In prima battuta, due anni fa, l’istanza presentata dall’ex difensore civico Walter Merricks era stata rifiutata perché il tribunale non riusciva a trovare prove chiare su come le commissioni Mastercard fossero state trasferite ai consumatori – o assorbite dai rivenditori – e su come calcolare le singole perdite. Adesso però, come riferisce la stampa inglese, la corte d’appello ha ordinato al tribunale di riconsiderare la richiesta considerando le motivazioni addotte non sufficienti per non proseguire l’azione legale, dando così una nuova possibilità a tutti i cittadini inglesi di vedere entrare nelle proprie tasche 300 sterline a testa.

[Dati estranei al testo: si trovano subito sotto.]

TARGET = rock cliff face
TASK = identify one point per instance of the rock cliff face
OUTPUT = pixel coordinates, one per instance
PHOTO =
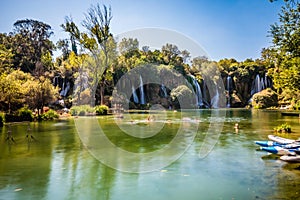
(265, 99)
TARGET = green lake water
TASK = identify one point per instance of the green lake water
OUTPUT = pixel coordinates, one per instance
(61, 164)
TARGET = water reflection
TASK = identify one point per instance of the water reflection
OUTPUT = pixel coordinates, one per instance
(58, 166)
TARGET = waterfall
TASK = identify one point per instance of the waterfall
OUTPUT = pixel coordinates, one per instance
(199, 98)
(215, 100)
(260, 83)
(62, 88)
(142, 98)
(164, 90)
(135, 98)
(229, 88)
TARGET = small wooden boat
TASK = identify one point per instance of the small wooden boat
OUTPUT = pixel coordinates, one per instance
(290, 158)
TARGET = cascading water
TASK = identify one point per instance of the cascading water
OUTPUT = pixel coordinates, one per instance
(260, 83)
(215, 100)
(65, 88)
(142, 98)
(135, 97)
(229, 89)
(199, 98)
(164, 90)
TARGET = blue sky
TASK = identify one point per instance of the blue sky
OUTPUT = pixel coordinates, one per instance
(223, 28)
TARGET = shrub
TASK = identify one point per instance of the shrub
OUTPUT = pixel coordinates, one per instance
(81, 110)
(101, 110)
(25, 114)
(49, 115)
(283, 128)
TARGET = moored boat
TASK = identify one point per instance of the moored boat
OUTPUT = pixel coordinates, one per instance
(280, 150)
(267, 143)
(289, 158)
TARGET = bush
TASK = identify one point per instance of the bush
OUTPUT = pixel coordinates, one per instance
(81, 110)
(283, 128)
(101, 110)
(49, 115)
(25, 114)
(182, 97)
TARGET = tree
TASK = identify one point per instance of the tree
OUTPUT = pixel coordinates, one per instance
(12, 90)
(6, 54)
(98, 41)
(283, 57)
(286, 35)
(128, 46)
(30, 41)
(40, 92)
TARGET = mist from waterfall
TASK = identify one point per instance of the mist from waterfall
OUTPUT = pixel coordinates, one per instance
(135, 97)
(164, 90)
(229, 87)
(260, 83)
(215, 100)
(142, 94)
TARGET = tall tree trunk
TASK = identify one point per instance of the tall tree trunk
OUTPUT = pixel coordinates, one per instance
(102, 93)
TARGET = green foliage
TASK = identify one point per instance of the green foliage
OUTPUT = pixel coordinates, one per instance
(101, 110)
(283, 128)
(30, 42)
(284, 56)
(265, 99)
(81, 110)
(182, 97)
(1, 119)
(49, 115)
(25, 114)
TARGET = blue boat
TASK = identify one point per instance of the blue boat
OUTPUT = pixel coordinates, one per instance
(267, 143)
(278, 150)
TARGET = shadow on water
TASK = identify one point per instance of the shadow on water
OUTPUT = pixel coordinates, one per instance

Richiesta di risarcimento record per Mastercard

Mastercard, come riporta la BBC, ha ovviamente continuato a sostenere le sue ragioni dichiarando di “non essere d’accordo con la base della richiesta”. “Questa decisione – prosegue l’istituto finanziario – non è una decisione definitiva e il reclamo proposto non ha ricevuto l’approvazione per andare avanti, piuttosto, la corte ha semplicemente detto che dovrebbe avvenire una ri-audizione su alcune questioni”. Com’è prevedibile l’azienda è pronta ad arrivare sino alla Corte Suprema considerando i propri servizi a pagamento come una garanzia per la sicurezza, la praticità e la protezione dei cittadini.

L’avvocato di Merricks, Boris Bronfentrinker, dello studio legale Quinn Emanuel Urquhart & Sullivan, ha definito il giudizio della corte d’appello un segnale significativo per tutti i consumatori del Regno Unito che Mr Merricks cerca di rappresentare.